Escuela y ermita Casilda estudió en La Elvira, una de las escuelas que se desarrolló ligada a la mina, a la que asistían mayoritariamente hijos de los trabajadores. Antes de ir a clase «recogía el pan del racionamiento». A mediodía abandonaba el aula «para acercar la comida a su padre en la explotación «en El Sauco o la cueva de La Magdalena» en trayectos de más de media hora a veces atravesando planos inclinados, comía ella y regresaba al colegio. En febrero de 1941 un temporal con vientos huracanados como no se ha vuelto a repetir arrancó el tejado de la ermita. La solución, trasladar las imágenes y el altar a la escuela. Una combinación cuanto menos peculiar con los pupitres y la fotografía de Franco que no podía faltar.
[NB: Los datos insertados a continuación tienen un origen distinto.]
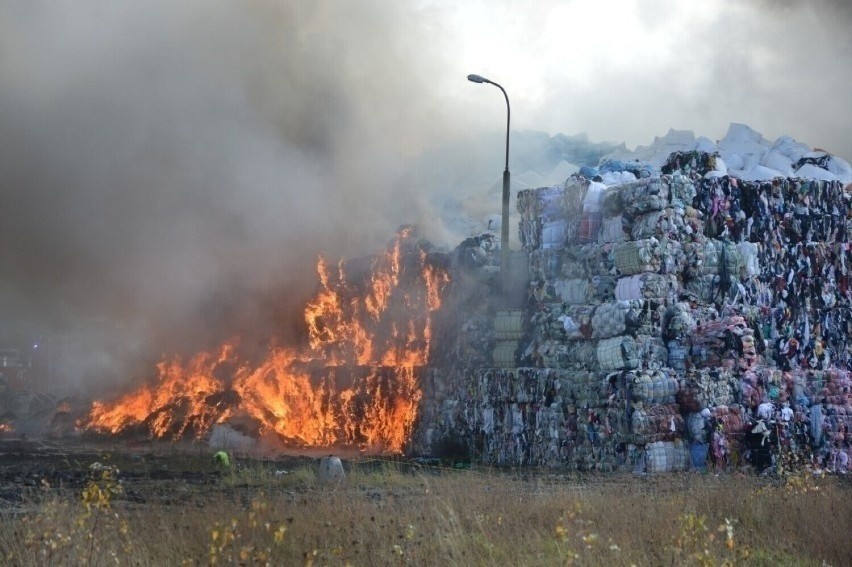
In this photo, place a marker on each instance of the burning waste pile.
(683, 315)
(354, 384)
(684, 305)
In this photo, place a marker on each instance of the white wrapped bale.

Casilda nunca olvidará el día en que un inspector preguntó a una amiga suya la identidad de ese señor y ella respondió que Su Santidad, el Obispo de Roma. La profesora «se quedó blanca» y la niña «hasta se orinó encima asustada por sus chillidos» cuando el visitante ya se había marchado.
El fenómeno de escuela ermita se repitió en El Cerco, aunque en ese caso no convivían con los instrumentos litúrgicos, sino que «los viernes lo preparábamos todo para las misas y el lunes lo recogíamos», rememora Mariví, alumna en la época. Desde clase «veíamos circular el ferrocarril de La Galdames –que transportaba mineral– y cómo los ganaderos corrían a apartar a los rebaños y los burros para evitar atropellos». Hacían sus necesidades «en las campas» en ausencia de retretes y jugaban a combinar flores rojas y amarillas para adornar los oficios religiosos ante el estupor de una de sus maestras, «pero como no nos decía por qué estaba mal tardamos en comprender» que se trataba de los colores de la bandera española que debían izar a diario.
Otros docentes también dejaron una profunda huella. Don César recaló en Galdames «represaliado como castigo por sus pensamientos políticos» contó uno de sus pupilos, Eugenio Altazubiaga, apuntando a «la cantidad de ingenieros y maestros que venían a que él les preparara para examinarse». Begoña evoca cómo en la escuela de Las Ribas al final de curso «venía a vernos la familia Oraa, entre ellos Félix, que llegó a presidir el Athletic Club de Bilbao». Descendían «de la familia De la Sota de Sopuerta, indianos que contribuyeron a construir el Ensanche de Bilbao y mecenas del centro educativo de Las Ribas: un poco más moderno con aula mixta, frontón y muy bien equipado de medios para impartir la enseñanza», apuntó Marta Zaldibar.
Isi perdió un brazo en un accidente a los diez años y aprendió a manejarse con la mano izquierda, Josefina vivió casi un mes en un túnel para protegerse de los ataques aéreos de la Guerra Civil, Tomás empezó a trabajar a los 13 años… Y esbozaron una sonrisa al echar la vista atrás. Como Albino, uno de los últimos maestros de estas escuelas de barriada en los años setenta. «A todos ellos y ellas, gracias», transmitió la edil de Cultura, Nagore Orella.